Driving home, I hit a nasty pothole that blew out one of my tires. I pulled over to change it—in sub-freezing temperatures—and encountered a problem. I called my insurance company’s roadside assistance for help. The person who arrived did his best, but was unable to resolve the issue. So I needed a tow. I called roadside assistance again to make the arrangements. Due to the lateness of the hour, it took several calls back and forth to take care of everything.
Now the people I spoke with at roadside assistance were wonderful, and I’m grateful to them for their help, their professionalism, and their courtesy. There was just one tiny, little detail that could have used improvement.
At the end of every call, the person said to me, “Have a great night.”

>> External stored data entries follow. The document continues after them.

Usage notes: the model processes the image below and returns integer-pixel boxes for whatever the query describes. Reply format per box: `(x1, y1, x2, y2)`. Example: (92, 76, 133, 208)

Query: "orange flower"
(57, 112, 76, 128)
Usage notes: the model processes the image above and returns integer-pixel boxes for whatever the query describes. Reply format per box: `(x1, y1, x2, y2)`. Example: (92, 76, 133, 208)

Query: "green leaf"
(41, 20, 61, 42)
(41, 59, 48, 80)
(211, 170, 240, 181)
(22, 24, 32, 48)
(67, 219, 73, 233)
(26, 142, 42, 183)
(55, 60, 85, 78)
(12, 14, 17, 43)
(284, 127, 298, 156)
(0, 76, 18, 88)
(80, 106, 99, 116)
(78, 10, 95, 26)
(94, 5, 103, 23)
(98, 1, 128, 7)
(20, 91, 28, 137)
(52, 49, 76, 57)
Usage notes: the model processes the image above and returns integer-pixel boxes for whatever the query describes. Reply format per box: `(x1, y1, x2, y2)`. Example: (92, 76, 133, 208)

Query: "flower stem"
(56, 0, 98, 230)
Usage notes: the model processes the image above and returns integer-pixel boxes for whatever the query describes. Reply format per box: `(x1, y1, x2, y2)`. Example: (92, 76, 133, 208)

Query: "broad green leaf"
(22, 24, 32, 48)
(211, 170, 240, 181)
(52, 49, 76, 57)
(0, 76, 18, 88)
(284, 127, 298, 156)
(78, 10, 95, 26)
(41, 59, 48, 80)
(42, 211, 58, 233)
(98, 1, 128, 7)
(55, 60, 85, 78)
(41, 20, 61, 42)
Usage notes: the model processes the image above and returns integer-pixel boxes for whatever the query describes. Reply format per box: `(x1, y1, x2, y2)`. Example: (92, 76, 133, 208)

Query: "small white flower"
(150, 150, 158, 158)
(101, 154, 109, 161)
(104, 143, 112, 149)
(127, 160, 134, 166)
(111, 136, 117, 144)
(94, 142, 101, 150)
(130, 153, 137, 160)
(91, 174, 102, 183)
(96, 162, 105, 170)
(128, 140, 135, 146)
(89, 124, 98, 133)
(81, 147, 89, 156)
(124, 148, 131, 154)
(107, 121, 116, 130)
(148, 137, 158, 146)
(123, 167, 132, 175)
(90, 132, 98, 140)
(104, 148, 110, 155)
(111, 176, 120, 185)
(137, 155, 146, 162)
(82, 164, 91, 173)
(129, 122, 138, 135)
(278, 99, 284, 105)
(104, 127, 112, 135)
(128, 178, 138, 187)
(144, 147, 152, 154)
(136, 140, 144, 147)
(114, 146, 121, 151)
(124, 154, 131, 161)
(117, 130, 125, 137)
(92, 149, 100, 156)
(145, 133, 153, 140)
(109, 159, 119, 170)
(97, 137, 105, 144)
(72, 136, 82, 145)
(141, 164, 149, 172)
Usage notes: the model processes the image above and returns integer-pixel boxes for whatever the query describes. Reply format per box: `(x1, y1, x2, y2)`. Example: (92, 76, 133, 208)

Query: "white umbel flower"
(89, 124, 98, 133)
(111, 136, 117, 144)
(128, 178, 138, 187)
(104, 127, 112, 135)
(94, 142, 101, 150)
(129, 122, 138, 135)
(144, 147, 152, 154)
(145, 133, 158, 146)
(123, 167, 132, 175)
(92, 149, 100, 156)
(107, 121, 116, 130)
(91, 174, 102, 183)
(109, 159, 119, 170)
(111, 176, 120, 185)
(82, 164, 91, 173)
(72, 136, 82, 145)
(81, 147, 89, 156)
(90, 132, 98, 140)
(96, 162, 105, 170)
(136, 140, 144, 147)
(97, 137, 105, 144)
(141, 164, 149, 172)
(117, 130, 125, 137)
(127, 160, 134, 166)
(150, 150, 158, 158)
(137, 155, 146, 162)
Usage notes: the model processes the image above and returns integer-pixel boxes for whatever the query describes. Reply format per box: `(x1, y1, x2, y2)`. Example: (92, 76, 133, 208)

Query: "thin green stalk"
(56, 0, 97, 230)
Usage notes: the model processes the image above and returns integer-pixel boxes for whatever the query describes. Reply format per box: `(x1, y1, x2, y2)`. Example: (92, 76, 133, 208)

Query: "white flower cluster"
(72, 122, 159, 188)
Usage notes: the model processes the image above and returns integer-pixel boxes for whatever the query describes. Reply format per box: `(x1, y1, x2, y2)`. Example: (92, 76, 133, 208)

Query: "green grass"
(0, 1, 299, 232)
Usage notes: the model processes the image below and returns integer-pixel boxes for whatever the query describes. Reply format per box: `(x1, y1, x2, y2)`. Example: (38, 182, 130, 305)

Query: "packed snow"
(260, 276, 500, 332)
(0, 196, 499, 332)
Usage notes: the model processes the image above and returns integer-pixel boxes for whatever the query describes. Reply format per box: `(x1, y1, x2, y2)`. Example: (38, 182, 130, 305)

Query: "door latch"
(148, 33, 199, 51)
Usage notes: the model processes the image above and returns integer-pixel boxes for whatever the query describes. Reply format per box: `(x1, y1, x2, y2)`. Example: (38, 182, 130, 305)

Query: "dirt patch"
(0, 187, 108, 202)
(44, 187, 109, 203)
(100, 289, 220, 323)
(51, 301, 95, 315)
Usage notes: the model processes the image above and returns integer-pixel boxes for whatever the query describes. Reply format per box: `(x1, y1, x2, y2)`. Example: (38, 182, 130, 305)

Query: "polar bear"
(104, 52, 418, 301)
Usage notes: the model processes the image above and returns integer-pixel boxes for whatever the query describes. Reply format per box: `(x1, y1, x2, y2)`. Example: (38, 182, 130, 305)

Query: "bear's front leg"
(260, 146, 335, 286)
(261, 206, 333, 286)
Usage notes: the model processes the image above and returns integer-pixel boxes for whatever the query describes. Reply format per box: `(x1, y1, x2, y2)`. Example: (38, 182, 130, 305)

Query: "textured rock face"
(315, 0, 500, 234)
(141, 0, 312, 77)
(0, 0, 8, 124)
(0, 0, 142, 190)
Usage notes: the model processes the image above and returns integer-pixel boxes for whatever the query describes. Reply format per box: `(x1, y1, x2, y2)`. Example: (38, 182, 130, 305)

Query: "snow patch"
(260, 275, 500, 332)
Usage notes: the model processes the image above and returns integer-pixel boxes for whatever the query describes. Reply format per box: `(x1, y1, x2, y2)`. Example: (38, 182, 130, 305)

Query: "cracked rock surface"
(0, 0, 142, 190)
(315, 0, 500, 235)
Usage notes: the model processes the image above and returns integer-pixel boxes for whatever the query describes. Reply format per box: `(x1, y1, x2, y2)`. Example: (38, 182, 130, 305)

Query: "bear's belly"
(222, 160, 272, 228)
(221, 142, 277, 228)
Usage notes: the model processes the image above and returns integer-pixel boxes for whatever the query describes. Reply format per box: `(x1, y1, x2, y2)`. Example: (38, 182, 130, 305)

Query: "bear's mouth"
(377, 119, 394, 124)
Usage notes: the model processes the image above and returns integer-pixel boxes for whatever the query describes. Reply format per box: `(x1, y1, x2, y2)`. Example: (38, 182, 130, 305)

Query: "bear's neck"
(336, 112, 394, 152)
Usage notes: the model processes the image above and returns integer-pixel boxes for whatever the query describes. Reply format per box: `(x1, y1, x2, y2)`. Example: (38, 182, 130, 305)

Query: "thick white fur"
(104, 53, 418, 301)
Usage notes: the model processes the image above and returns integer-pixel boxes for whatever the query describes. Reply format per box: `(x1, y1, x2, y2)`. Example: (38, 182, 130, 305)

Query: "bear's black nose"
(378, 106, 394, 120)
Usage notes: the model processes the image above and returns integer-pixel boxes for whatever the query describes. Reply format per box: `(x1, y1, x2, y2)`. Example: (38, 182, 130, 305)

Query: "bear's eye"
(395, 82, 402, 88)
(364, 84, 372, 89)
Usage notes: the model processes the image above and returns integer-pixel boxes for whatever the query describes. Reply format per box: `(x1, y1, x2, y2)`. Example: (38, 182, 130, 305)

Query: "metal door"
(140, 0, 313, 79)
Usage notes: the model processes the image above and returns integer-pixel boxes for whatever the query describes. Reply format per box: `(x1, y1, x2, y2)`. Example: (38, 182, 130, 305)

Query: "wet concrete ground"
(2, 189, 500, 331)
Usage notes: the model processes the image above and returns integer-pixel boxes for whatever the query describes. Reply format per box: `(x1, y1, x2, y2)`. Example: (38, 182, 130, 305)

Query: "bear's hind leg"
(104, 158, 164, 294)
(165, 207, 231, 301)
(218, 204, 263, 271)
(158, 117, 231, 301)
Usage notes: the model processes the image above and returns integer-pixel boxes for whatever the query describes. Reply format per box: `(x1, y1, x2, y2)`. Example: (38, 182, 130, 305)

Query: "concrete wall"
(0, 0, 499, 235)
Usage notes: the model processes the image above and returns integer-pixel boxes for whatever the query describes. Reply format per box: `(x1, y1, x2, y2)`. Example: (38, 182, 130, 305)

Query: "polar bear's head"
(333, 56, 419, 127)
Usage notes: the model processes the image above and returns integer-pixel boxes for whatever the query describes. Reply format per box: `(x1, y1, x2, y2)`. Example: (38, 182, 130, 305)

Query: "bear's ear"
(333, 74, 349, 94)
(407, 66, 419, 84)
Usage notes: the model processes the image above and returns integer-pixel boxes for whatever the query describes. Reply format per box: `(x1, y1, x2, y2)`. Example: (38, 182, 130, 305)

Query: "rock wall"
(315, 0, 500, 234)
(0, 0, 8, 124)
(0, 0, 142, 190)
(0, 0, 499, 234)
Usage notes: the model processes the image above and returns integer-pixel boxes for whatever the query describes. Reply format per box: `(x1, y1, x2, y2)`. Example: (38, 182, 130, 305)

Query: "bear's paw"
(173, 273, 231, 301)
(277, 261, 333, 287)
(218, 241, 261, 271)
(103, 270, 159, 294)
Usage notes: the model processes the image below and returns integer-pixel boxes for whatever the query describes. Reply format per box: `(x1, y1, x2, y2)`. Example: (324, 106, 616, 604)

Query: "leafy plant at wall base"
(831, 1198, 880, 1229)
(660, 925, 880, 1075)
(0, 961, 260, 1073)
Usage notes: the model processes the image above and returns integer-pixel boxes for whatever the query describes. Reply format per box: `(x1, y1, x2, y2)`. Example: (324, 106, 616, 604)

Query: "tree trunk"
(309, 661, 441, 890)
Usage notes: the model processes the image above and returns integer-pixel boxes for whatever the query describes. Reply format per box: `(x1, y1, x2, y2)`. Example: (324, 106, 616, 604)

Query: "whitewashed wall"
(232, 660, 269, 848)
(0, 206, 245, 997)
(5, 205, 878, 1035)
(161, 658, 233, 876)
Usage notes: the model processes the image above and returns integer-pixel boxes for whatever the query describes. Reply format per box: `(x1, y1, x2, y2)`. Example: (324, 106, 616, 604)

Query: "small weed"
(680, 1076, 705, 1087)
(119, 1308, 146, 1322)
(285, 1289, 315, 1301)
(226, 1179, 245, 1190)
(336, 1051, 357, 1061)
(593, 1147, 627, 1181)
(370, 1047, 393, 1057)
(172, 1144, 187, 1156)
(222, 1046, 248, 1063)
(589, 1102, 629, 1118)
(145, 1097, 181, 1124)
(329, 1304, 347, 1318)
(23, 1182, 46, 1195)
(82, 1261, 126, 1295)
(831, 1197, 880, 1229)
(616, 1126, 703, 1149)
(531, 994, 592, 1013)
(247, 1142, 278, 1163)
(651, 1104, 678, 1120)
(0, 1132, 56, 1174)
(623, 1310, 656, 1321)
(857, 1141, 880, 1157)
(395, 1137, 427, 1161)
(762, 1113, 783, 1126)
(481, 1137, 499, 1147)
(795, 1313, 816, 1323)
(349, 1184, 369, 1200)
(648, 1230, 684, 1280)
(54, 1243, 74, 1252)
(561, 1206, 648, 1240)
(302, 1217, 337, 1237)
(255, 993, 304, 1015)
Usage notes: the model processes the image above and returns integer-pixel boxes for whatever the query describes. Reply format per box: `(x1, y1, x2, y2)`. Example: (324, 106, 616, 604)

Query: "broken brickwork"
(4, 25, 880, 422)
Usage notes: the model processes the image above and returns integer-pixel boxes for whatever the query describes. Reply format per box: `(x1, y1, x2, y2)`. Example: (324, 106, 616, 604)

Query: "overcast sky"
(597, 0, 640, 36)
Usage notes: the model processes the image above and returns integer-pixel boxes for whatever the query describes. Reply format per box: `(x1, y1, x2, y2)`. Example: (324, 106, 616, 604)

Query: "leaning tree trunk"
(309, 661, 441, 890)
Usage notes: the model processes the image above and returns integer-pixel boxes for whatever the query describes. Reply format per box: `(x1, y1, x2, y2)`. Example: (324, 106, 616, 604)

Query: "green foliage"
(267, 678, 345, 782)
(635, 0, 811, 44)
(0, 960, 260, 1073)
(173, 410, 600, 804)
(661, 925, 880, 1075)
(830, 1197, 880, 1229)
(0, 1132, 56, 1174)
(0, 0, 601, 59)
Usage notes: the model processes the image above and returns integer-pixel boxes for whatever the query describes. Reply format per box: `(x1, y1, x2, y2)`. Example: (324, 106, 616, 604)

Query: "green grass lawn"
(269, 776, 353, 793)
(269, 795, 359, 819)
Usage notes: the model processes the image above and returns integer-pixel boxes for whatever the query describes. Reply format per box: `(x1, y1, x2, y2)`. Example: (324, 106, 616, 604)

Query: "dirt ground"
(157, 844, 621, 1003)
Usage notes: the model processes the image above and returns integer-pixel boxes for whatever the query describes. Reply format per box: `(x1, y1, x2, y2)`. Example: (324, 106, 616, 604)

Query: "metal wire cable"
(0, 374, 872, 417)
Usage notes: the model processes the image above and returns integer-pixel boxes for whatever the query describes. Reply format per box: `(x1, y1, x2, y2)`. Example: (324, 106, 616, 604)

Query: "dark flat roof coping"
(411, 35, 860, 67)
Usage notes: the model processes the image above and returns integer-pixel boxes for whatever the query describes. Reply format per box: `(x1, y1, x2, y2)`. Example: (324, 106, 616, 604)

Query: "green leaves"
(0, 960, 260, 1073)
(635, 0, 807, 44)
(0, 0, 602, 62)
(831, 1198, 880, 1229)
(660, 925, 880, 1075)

It was after 2 o’clock in the morning. I was dirty. I was freezing. I was exhausted. I was facing a 45-minute wait for a tow truck, followed by an Uber ride home, and only a few hours’ sleep before class early that morning. There was precisely zero chance I was going to have a great night. And being told to have one felt like salt being poured in an open wound.
I understand why they said it. They had been trained to. But that’s bad training. Because it replaces empathy with insincerity. In the company’s efforts to ensure every call ends on a positive note, they actually ensured many—if not most—end on a sour one.
What would have been a better way to end each call? Almost anything! At least, anything that acknowledged my situation and emotional state:
• “Hang in there.”
• “We’re here if you need anything else.”
• “Hope everything goes smoothly from here on out.”
• “It’s gonna be okay.”
• “Praying for you.”
• “Call me back if you want to talk.”
• “Hope tomorrow is better.”
All of those statement convey empathy. And that’s what connects you—and your people—to your customers.
Should your salespeople, customer service reps, and technicians be positive when interacting with clients? Absolutely! At the same time, however, they need to exhibit empathy with them, especially when things are going wrong. Otherwise, their positivity comes across as tone-deafness and insensitivity.
So when you train your people—and you should train your people—don’t have them memorize banalities and regurgitate them mindlessly. Teach them how to be empathetic and emotionally intelligent. It takes more time and effort, but it will create better customer engagement, improving the customer experience.
And prevent them from making a customer’s bad night ever-so-slightly-worse.